Do any of my fellow students know what Justice Kagan is referring to here? Is Cortman's "white light" perhaps a five-minute warning light, since we are reaching the 25-minute mark, and each party gets 30 minutes? Or perhaps it just means "it's time to wrap it up?"
-
hypothetical
I'm curious, in their attempts to, as Professor Roberts characterized it, "probe the strength of their legal arguments, implications and hypothetical effects," how often do Justices describe hypothetical situations? If there was a statistic on how many times, on average per case, a hypothetical was posed, how high or low do we think it would be?
-
Everson passé?
For those who were unfamiliar with the phrase, as I was, Oxford defines "passé" as "no-longer fashionable; out of date." By asking Cortman whether he believes the precedent set by Everson holds, and subtly confirming that she believes it does, I think Justice Ginsberg is signaling her intention to Dissent, eventually becoming one of the two Justices in the minority of the final decision.
-
Do you think that that is the proper way to analyze this question?

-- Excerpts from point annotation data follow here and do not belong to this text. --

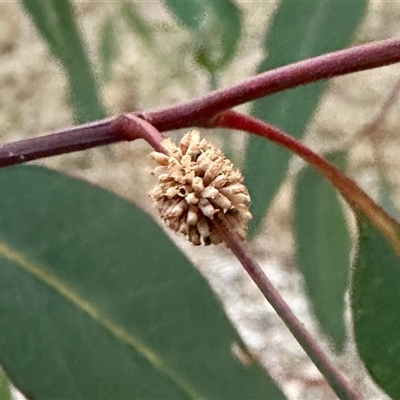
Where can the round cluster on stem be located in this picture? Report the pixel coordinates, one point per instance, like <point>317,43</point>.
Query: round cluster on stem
<point>198,189</point>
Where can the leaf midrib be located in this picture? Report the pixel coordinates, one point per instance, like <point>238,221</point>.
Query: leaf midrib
<point>102,319</point>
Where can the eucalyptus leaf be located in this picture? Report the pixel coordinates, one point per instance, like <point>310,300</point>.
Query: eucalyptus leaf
<point>217,27</point>
<point>96,302</point>
<point>323,248</point>
<point>108,48</point>
<point>135,23</point>
<point>300,30</point>
<point>55,21</point>
<point>375,299</point>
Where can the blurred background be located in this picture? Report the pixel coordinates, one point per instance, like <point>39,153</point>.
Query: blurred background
<point>143,57</point>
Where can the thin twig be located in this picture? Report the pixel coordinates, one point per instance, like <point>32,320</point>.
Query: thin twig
<point>197,112</point>
<point>353,194</point>
<point>337,382</point>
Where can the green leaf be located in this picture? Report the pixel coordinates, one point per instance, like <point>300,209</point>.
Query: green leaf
<point>96,302</point>
<point>323,247</point>
<point>55,21</point>
<point>5,389</point>
<point>300,29</point>
<point>108,48</point>
<point>217,28</point>
<point>375,299</point>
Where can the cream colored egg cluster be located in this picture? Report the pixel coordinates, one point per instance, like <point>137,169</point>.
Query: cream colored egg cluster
<point>198,188</point>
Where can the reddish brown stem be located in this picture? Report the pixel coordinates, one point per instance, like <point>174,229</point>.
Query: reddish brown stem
<point>355,196</point>
<point>197,112</point>
<point>337,382</point>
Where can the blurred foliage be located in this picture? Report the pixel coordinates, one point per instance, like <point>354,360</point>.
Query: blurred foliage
<point>323,248</point>
<point>375,296</point>
<point>101,304</point>
<point>87,293</point>
<point>56,23</point>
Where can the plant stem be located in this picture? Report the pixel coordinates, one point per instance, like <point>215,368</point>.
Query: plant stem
<point>354,195</point>
<point>198,112</point>
<point>337,382</point>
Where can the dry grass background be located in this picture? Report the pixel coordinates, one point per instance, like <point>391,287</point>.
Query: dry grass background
<point>33,100</point>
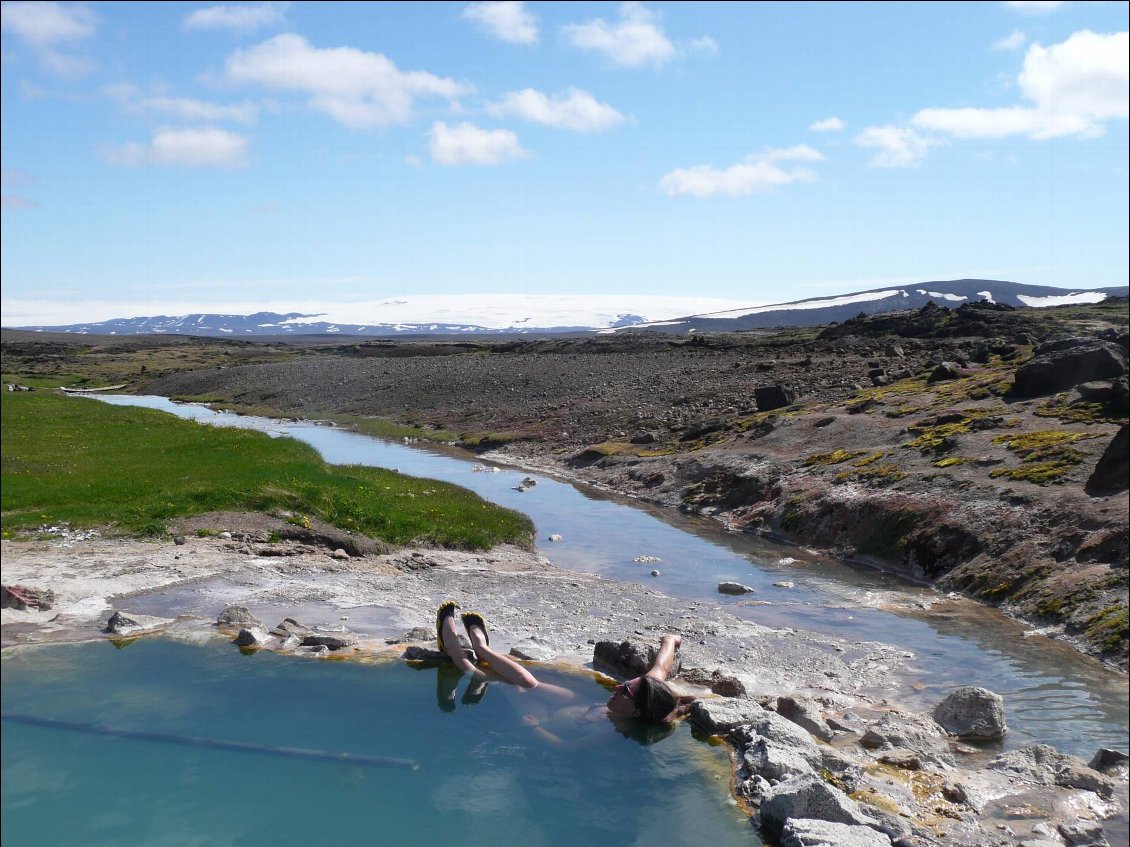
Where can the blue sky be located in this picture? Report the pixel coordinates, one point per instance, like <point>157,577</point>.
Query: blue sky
<point>191,154</point>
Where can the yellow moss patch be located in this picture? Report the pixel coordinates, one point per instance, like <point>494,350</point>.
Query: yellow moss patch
<point>835,456</point>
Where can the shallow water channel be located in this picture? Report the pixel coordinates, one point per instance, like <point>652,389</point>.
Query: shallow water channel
<point>1052,695</point>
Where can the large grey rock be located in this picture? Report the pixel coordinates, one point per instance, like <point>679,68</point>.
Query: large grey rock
<point>1060,365</point>
<point>809,796</point>
<point>1044,765</point>
<point>1112,471</point>
<point>972,713</point>
<point>716,717</point>
<point>805,715</point>
<point>252,637</point>
<point>805,832</point>
<point>24,596</point>
<point>909,732</point>
<point>333,642</point>
<point>237,616</point>
<point>631,657</point>
<point>1079,832</point>
<point>773,396</point>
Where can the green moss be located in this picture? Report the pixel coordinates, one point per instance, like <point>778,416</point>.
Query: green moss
<point>949,462</point>
<point>835,456</point>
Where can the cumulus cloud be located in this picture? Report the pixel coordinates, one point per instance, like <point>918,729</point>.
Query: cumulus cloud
<point>897,146</point>
<point>1014,41</point>
<point>1034,7</point>
<point>635,40</point>
<point>758,172</point>
<point>356,88</point>
<point>469,145</point>
<point>207,147</point>
<point>575,110</point>
<point>44,26</point>
<point>828,124</point>
<point>187,108</point>
<point>505,20</point>
<point>15,201</point>
<point>238,18</point>
<point>1075,87</point>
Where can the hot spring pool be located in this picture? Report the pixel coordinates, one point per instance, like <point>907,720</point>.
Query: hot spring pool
<point>483,776</point>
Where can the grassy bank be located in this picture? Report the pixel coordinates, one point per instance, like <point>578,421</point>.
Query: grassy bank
<point>89,464</point>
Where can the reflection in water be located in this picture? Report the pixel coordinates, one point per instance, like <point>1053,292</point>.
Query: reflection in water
<point>1053,695</point>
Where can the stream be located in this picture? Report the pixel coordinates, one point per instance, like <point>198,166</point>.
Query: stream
<point>1052,693</point>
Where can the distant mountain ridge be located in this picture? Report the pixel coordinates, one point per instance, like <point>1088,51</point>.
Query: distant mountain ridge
<point>811,312</point>
<point>819,311</point>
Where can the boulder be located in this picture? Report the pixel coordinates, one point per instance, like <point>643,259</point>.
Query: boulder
<point>810,797</point>
<point>716,717</point>
<point>1044,765</point>
<point>803,714</point>
<point>972,713</point>
<point>733,588</point>
<point>252,637</point>
<point>1079,832</point>
<point>1109,761</point>
<point>631,657</point>
<point>25,596</point>
<point>1067,363</point>
<point>333,642</point>
<point>773,396</point>
<point>237,616</point>
<point>806,832</point>
<point>1113,468</point>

In providing Cortman the opportunity to directly refute Justice Sotomayor's reasoning, I believe Justice Alito is revealing that he is part of the majority that will come to decide in favor of Trinity Lutheran.
-
That's a history that's even longer than the Locke history.
Although I wasn't feeling sure beforehand, this moment from Justice Sotomayor fortified my notion that she was the second dissenting Justice in this case. Just as Ginsberg did, she chose to utilize the Stare Decisis method of decision making, and asserts here that the older a legal precedent that has been set is, the more firmly it holds as an establishment of proper interpretation of law. This solififies her argument that follows, that as a country we should not fund religious places of worship.